What Vida told Gross next is so good I want to quote her directly.

“And so I started saying to him, you know, there’s so much great stuff out there,” said Vida. “There’s poetry. You know, I sounded like some deranged schoolteacher at this point, and I had recently been reading the work of Mark Strand, the poet, and so I started just reciting some of his verses to this man.

“I started just, you know, the beginning of one poem, the ending of another – anything. I said, let’s go to the bookstore and let’s go look at some work by Mark Strand. It was the craziest thing. You know, I didn’t know what I was saying even, but I saw some kind of flash of interest or recognition in this man’s eyes, and he said, OK, let’s go to the bookstore.

“And so we started walking up to Broadway Street. And when, you know, as we were getting near, he said, you know, he said, I’ve made a terrible mistake. I’m so sorry. I’m so, so sorry, and he put his gun away, and he ran.”

When Gross heard the explanation, she was apologetic for suggesting that the scene in the novel was unbelievable.

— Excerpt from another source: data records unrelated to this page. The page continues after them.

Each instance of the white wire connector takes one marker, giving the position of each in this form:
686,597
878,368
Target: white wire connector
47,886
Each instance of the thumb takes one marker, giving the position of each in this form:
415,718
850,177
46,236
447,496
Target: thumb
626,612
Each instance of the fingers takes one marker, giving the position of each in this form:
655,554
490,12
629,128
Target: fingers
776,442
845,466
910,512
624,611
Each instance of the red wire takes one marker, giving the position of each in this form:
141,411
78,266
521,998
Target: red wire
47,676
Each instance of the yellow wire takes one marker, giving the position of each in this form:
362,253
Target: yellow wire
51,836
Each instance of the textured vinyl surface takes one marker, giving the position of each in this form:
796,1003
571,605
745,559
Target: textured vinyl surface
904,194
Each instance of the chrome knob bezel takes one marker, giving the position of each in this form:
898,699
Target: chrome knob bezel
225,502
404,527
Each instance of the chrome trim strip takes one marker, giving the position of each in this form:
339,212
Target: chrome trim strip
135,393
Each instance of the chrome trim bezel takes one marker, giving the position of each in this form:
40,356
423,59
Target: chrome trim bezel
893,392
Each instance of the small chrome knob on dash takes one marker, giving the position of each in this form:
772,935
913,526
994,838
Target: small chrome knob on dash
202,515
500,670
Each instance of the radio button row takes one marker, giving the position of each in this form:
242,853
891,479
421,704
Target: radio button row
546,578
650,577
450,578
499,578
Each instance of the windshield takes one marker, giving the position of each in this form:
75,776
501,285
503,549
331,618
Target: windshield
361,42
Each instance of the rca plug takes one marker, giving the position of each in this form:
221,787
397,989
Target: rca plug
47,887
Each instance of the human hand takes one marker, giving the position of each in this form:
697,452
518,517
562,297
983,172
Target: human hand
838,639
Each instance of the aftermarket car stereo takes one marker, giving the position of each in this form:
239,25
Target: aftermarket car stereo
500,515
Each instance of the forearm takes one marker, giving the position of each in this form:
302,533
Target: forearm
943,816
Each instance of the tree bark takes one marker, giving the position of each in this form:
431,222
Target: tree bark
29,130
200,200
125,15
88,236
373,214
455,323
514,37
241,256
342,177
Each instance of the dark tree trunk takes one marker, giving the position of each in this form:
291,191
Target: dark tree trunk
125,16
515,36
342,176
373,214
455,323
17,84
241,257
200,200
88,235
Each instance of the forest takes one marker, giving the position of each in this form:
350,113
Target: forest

“Oh, there’s no need to apologize, Terri,” said Vida. “No, it seems – it is – it was very bizarre, and, you know, I think it is a very unlikely situation. It does seem like a very, like, writerly dream to think that poetry can save someone’s life, but in my case, you know, it literally did.”

I love that story.

I also love the fact that Vida contacted poet Mark Strand and told his the story.

Strand served a term as the U.S. Poet Laureate in 1990-91, and it turned out was delighted by Vida’s story.

And who wouldn’t?

Here was a poet … a poet who had been honored with the highest honor his country could bestow … and finally, he had some assurance that he had made a difference in someone’s life.

His poetry had actually SAVED a life. Maybe two.

We poets go through life playing a game of Marco Polo. You know, the swimming pool game. We poets are perpetually coming to the surface and hollering “Marco!”

Whenever we hear a “Polo” in reply we are surprised and gratified.

In this case, Mark Strand heard a resounding “POLO!” from Vida.

Poetry has saved my life in figurative ways.

Poetry has allowed me to turn heartbreak, grief, despair, and tragedy into small bouquets of beauty.

If that’s “saving my life,” great. I’ll take that.